Allegations of war crimes and crimes against humanity capped a five-month investigation by the United Nations into the conduct of the Israel Defense Forces during their incursion into Gaza last winter. The report, released on Sept. 15 and named after its lead investigator, the international jurist Richard J. Goldstone, also condemns the indiscriminate missile attacks by Hamas into southern Israel that provoked the bloody conflict, but it reserves its harshest assessment for the I.D.F.’s brutal conduct of the war.
Judge Goldstone, a South African, was the chief prosecutor for the U.N.’s international criminal tribunals for the former Yugoslavia and for Rwanda. His credentials are impeccable and his reputation previously unassailable. Now he is the target of character assassination in Israel, where the report has been received with outrage. In the United States the report has been described as “unfair” by the Obama administration, which appears to be laying the political foundation for dismissing it.
That would be regrettable. The report’s findings offer a depressing collection of cautionary tales that deserve a hearing in the United States as it pursues Al Qaeda targets in Afghanistan, Iraq and around the world. According to the investigation, the behavior of the I.D.F. in Gaza was objectionable in a distressing number of incidents: missile attacks on Gaza police that began the operation; artillery attacks on U.N. compounds and schools; the use of white phosphorus ordnance over civilian targets; and far too lax rules of engagement, which led to the killing of many Gazans who were doing nothing worse than running for shelter or seeking food or clean water for their families during the brutal three-week campaign.
By the end of Operation Cast Lead, 1,400 Palestinians had been killed and 5,500 wounded. According to a report from the Israeli human rights group B’Tselem, 773 of the Palestinians killed in the assault did not take part in the hostilities, including 320 minors and 109 women over the age of 18. During the period of the conflict, Hamas rockets and fighters killed nine Israelis, including three civilians, and four I.D.F. soldiers were killed by friendly fire.
It is hard to believe that the Israeli strategy, as the report notes, did not reflect a deliberate if unspoken intention among Israeli hardliners to inflict collective punishment on the entrapped Gazan community in retribution for its support of Hamas. Subsequently, Israeli public opinion appears to be drifting toward a disheartening acceptance of collective punishment as a legitimate means for diminishing or even liquidating Hamas. It is therefore crucial now for the government of Israel to acknowledge its obligations under international law to protect noncombatants in combat zones.
The U.S. public likewise has rights and responsibilities in this region.

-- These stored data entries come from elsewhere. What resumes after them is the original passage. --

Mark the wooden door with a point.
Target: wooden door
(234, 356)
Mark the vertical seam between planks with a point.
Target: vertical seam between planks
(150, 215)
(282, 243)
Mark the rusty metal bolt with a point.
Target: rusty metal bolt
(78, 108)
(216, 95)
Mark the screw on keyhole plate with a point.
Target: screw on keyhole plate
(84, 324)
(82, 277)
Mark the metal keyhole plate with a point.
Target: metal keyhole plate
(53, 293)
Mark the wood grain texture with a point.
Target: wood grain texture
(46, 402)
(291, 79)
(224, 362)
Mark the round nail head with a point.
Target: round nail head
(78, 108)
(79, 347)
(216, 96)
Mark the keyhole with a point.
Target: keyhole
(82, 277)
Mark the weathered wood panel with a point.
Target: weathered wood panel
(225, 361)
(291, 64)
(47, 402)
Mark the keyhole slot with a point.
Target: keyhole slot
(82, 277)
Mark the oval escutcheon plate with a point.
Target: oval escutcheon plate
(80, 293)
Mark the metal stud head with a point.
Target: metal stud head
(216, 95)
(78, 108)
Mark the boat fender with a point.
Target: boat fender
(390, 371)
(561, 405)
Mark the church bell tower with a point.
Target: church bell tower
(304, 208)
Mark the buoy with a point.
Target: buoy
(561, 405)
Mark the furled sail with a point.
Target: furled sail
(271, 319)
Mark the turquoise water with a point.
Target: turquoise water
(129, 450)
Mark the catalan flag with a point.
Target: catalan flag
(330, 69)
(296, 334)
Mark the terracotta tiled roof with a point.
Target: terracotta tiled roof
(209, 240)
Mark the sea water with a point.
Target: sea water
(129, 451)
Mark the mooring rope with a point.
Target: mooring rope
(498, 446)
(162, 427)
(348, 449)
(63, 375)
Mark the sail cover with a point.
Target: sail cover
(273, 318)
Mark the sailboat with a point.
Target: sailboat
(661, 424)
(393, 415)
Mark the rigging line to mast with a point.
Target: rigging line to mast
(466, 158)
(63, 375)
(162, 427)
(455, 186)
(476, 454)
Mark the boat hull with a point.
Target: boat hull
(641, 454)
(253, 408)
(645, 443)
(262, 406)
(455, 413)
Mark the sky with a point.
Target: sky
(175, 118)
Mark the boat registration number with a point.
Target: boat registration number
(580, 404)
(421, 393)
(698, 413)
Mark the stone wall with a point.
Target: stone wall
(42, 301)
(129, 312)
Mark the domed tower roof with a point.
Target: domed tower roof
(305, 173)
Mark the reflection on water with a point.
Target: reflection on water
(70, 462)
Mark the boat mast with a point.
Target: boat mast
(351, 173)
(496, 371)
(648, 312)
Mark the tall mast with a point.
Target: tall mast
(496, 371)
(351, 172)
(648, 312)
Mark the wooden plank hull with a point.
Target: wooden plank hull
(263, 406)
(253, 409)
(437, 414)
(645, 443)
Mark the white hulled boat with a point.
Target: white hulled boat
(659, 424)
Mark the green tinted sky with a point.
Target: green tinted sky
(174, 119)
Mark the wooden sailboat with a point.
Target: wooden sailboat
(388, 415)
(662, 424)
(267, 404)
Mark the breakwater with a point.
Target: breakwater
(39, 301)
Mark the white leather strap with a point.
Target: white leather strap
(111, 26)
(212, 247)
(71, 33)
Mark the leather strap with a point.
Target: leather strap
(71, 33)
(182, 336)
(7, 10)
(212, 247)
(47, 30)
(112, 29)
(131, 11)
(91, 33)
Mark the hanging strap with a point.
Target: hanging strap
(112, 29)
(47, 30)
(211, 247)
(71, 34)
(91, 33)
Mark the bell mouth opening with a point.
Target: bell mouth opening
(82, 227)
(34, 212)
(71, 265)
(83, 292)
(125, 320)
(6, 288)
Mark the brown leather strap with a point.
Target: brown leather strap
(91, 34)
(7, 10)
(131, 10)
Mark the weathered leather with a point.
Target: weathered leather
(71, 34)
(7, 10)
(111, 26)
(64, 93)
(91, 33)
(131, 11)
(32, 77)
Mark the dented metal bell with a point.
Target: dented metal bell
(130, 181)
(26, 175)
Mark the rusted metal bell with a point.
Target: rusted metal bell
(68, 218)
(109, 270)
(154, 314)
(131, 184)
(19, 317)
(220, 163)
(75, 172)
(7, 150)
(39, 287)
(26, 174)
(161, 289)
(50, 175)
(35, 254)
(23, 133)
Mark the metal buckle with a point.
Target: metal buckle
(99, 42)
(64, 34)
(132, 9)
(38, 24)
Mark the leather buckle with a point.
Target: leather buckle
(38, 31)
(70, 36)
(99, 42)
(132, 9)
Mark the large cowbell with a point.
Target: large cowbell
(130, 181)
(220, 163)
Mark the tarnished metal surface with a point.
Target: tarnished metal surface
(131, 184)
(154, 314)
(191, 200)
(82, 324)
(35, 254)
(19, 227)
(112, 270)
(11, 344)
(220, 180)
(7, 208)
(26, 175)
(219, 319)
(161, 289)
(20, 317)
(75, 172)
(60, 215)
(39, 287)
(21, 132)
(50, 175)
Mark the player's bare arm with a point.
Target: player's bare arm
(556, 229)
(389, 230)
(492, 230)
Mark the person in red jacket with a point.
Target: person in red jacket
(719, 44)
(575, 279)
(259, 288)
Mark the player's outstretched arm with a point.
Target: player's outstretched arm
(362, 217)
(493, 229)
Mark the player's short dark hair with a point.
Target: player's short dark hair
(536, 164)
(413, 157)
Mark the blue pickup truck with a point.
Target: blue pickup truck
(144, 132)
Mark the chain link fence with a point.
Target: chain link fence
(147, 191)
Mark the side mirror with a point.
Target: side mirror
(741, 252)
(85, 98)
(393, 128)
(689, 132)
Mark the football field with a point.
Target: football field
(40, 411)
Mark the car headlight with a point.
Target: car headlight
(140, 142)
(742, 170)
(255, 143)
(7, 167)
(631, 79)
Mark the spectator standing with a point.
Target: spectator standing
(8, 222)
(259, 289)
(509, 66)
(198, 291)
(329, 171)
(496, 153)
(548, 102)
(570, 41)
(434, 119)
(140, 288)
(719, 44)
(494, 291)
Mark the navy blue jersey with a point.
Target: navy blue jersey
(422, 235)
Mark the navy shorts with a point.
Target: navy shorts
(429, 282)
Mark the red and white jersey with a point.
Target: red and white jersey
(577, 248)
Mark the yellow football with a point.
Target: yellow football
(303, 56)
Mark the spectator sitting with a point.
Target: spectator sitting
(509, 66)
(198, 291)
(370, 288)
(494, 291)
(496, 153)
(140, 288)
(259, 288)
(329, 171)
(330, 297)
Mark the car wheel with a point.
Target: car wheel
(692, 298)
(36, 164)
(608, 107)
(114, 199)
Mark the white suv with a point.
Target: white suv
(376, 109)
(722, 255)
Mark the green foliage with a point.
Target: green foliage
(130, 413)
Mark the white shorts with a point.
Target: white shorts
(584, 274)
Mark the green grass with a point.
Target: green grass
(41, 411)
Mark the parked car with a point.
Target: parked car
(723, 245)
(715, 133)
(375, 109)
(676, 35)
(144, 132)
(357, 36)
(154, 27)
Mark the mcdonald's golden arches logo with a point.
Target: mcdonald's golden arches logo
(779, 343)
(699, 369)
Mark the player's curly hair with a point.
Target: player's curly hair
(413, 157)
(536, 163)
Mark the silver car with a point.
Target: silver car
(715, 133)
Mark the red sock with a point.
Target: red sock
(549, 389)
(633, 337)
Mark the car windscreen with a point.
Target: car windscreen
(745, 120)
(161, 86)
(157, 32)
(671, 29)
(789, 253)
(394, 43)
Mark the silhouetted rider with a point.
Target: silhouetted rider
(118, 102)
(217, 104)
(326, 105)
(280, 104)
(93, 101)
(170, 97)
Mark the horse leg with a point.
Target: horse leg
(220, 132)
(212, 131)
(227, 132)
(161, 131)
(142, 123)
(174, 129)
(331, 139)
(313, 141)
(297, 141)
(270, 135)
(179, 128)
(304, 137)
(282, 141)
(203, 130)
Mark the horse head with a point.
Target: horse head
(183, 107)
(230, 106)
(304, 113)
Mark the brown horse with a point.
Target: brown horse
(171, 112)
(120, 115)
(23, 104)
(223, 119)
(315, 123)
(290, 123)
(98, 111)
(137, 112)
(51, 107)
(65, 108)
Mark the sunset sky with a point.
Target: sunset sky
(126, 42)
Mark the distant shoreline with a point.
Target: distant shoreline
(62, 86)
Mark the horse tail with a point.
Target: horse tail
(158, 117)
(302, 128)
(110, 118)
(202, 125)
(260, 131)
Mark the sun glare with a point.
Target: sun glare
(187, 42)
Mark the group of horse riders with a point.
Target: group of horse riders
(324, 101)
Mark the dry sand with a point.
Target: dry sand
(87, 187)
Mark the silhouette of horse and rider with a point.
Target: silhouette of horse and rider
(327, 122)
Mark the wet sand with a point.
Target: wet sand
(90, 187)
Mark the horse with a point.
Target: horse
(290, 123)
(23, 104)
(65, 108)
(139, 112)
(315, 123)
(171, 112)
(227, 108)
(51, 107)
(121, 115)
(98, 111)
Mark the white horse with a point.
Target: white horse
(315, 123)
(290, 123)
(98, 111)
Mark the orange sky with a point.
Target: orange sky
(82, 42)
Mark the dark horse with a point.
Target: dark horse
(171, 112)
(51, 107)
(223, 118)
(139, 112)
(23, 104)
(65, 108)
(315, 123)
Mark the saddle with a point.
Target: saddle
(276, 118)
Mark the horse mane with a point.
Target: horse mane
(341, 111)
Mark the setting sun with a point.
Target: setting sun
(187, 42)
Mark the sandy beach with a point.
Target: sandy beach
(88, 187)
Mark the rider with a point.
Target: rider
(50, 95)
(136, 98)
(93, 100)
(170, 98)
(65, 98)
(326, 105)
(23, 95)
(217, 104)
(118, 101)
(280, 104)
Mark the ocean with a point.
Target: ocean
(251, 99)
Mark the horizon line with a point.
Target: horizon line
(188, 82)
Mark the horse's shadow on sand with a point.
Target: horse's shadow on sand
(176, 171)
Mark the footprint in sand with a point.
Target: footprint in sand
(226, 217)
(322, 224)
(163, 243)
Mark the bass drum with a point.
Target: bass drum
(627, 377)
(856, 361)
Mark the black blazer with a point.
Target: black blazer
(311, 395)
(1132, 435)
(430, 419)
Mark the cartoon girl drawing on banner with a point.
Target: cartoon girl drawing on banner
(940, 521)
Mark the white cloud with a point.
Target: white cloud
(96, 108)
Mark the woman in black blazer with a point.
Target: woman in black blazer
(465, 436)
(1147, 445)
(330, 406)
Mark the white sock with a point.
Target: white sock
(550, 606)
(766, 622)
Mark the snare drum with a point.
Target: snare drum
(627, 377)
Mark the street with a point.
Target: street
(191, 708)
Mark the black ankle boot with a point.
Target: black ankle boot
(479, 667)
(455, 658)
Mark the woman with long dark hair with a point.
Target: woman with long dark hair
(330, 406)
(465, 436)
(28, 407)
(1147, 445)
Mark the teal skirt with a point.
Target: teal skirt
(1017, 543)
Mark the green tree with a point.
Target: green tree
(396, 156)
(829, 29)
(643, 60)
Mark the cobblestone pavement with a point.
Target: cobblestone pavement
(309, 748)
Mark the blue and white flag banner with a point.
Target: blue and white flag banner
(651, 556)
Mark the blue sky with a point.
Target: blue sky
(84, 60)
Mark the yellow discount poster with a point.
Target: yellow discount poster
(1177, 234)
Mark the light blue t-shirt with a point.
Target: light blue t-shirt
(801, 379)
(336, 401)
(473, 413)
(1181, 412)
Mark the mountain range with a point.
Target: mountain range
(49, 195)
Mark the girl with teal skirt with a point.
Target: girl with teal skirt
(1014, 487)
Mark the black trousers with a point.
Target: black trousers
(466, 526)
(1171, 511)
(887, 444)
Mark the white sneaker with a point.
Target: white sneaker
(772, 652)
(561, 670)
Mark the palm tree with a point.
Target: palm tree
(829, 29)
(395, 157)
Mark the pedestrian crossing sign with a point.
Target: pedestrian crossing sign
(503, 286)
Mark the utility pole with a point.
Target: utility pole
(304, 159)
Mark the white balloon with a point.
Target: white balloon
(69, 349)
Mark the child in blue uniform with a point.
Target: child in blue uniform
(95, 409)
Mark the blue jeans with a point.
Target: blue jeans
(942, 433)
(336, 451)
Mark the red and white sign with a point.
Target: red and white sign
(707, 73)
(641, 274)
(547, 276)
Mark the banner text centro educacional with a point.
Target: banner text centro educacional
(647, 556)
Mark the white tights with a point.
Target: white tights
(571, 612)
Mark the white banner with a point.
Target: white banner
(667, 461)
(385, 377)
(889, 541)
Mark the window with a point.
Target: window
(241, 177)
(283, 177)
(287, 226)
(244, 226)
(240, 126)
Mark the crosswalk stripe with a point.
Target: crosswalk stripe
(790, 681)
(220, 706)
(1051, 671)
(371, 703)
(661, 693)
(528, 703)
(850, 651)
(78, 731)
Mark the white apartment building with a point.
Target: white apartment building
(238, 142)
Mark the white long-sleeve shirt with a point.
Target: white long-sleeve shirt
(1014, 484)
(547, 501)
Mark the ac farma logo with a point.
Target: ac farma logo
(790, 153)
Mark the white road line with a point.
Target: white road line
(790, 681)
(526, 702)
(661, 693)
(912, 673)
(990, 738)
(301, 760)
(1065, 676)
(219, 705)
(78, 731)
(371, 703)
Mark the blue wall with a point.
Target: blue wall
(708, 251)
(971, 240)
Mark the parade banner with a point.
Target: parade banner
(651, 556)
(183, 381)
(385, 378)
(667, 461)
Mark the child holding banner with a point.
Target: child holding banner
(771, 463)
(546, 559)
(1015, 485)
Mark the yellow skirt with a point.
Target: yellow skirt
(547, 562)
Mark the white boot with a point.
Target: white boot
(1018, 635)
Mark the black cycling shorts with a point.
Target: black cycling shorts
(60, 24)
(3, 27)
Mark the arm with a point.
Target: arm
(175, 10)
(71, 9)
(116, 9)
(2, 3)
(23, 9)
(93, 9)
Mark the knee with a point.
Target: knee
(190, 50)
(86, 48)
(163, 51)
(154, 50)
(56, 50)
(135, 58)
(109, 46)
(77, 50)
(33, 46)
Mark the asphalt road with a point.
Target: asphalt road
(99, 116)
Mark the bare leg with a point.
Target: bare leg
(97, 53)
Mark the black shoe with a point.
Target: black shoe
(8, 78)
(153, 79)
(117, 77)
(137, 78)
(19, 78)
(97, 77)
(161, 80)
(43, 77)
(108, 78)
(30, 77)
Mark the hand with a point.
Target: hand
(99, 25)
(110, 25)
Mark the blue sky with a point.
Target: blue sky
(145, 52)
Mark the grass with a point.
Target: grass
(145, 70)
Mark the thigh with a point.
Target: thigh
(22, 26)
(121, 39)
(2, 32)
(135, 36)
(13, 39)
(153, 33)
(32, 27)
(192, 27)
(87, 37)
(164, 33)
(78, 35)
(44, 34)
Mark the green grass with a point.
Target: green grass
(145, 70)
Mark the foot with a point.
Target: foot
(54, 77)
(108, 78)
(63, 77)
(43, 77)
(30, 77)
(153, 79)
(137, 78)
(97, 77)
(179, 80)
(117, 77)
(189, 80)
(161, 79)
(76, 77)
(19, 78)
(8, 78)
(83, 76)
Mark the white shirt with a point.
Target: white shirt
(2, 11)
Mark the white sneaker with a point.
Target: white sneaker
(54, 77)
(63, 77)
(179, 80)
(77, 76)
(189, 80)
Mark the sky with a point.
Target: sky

Our ongoing military and economic support for Israel makes the United States complicit in Israel’s strategic decisions. The welfare of the Palestinian people, owing to their unique and vulnerable status, remains the responsibility of the international community. If collective punishment is to be the ongoing policy of the Israeli government, officially or otherwise, the U.S. public should understand the implications of such a position and press for an appropriate adjustment of U.S. foreign policy.
It is possible in this instance both to agree that Israel has the right to defend itself against such attacks and to insist that this right does not give a green light to unlimited use of force. The I.D.F. faces a difficult fight with an elusive opponent, but it also confronts a civilian population in no position to defend itself from the I.D.F. and its American-made hardware and no practical way to escape from its ferocious path. Even in the heat of battle, the I.D.F. cannot escape its responsibility to distinguish between civilians and militants.
Israel’s own traditions require it to do better. As the Mishneh Torah’s Laws of Kings and Their Wars (6:7) puts it: “When a city is under siege, the blockade should not include all four sides. One side should be left open to allow the inhabitants to flee for their lives.” In Gaza last winter, no such quarter was offered the unfortunate inhabitants.
Israel has a long history of ignoring U.N. resolutions, and the I.D.F. has a similarly poor history of investigating the excesses of its troops. Nine Israeli human rights organizations are calling for a thorough investigation of the Goldstone Report’s charges. The Obama administration, which will be under extreme pressure to neutralize the report at the United Nations, should instead join them in insisting that a truly independent body revisit the bloodletting in Gaza. If Israel refuses, the United States should support the report’s recommendation to bring the matter before the International Criminal Court. A good friend stands by his friend; a really good friend knows when to stand up to him as well.